3. The Competition Act, 2002 – Preventing Market Monopolies
Deals that could significantly impact market competition require approval from the Competition Commission of India (CCI).
- This applies to large transactions across sectors where market share consolidation is a concern.
- CCI clearance is mandatory for deals crossing certain value thresholds to ensure a level playing field.
4. FEMA, 1999 – Governing Cross-Border Transactions
Any M&A transaction involving foreign investment must comply with the Foreign Exchange Management Act.
- It covers inbound FDI, outbound acquisitions, pricing norms, and sectoral caps.
- The Reserve Bank of India (RBI) and Department for Promotion of Industry and Internal Trade (DPIIT) often play crucial roles in these approvals.
5. Insolvency and Bankruptcy Code (IBC), 2016 – Acquiring Distressed Assets
The IBC provides a framework for acquiring companies that are undergoing insolvency.
- Through the Corporate Insolvency Resolution Process (CIRP), bidders can acquire assets with clean slates and court approval.
- This mechanism has become increasingly popular for PE firms looking to pick up undervalued but viable assets.
6. Tax Laws – Structuring the Deal Right
Tax considerations can make or break an M&A transaction.
- The Income Tax Act, 1961, governs capital gains, exemptions under specific restructuring provisions (like Section 47), and transfer pricing for cross-border elements.
- Proper structuring is essential to avoid post-deal tax burdens that could erode value.
7. Sector-Specific Regulations – One Size Doesn’t Fit All
Certain industries are governed by additional regulators:
- Banking deals require RBI approval.
- Insurance transactions must align with IRDAI regulations.
- Telecom deals may involve DoT clearances.
- Pharma M&A is often subject to oversight from the Ministry of Health and DCGI.
These requirements must be factored into the transaction timeline and strategy.
How the Legal Infrastructure is Evolving
India’s legal and deal infrastructure is slowly adapting to the demands of next-generation private equity.

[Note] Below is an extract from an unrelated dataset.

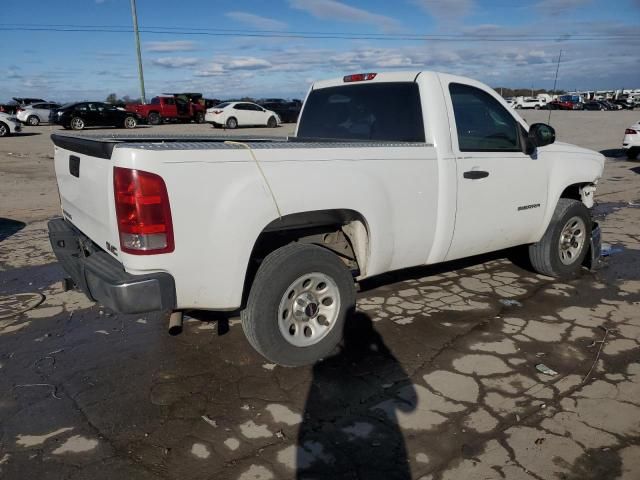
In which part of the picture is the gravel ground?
[0,111,640,480]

Some trends on the horizon include:
- Digitized Cap Tables and Smart Contracts
Early-stage companies are experimenting with tokenized equity and blockchain-based cap table management. While Indian law is yet to formally recognize such tools, global investors increasingly expect transparency via these digital platforms. - New Clause Templates for AI Startups
Standardized clauses for liability, indemnity, and intellectual property in AI-based deals are emerging. These cover issues like model training sources, accuracy benchmarks, and regulatory compliance under evolving AI governance norms.
What Comes Next: The Need for Legal Preparedness
India’s tech ecosystem is at an inflection point. With global PE players looking beyond the top metros and into mid-sized, compliance-ready startups, there is a growing need for founders to proactively audit their legal and data infrastructure.
For legal practitioners, this means evolving beyond traditional M&A checklists. They must now integrate tech diligence, cross-border regulatory awareness, and data privacy readiness into every transaction.
The next wave of buyouts won’t just depend on business metrics. They’ll depend on legal hygiene.
The Real Question
With global private equity deal value soaring to $2 trillion in 2024—the third highest on record—it’s easy to get distracted by headline-grabbing megadeals in the West. But here’s the sharper lens: which Indian startups quietly cashed in on this global capital surge, and why did these low-profile buyouts matter?
The answer lies in a new kind of playbook: strategic, regulation-ready, tech-first companies that delivered solid fundamentals over flashy valuations. While India may not have dominated the global PE headlines this year, but make no mistake—its startups are very much in play. The 2024–25 financial year has shown that Indian innovation, when paired with regulatory readiness, is deeply attractive to global capital.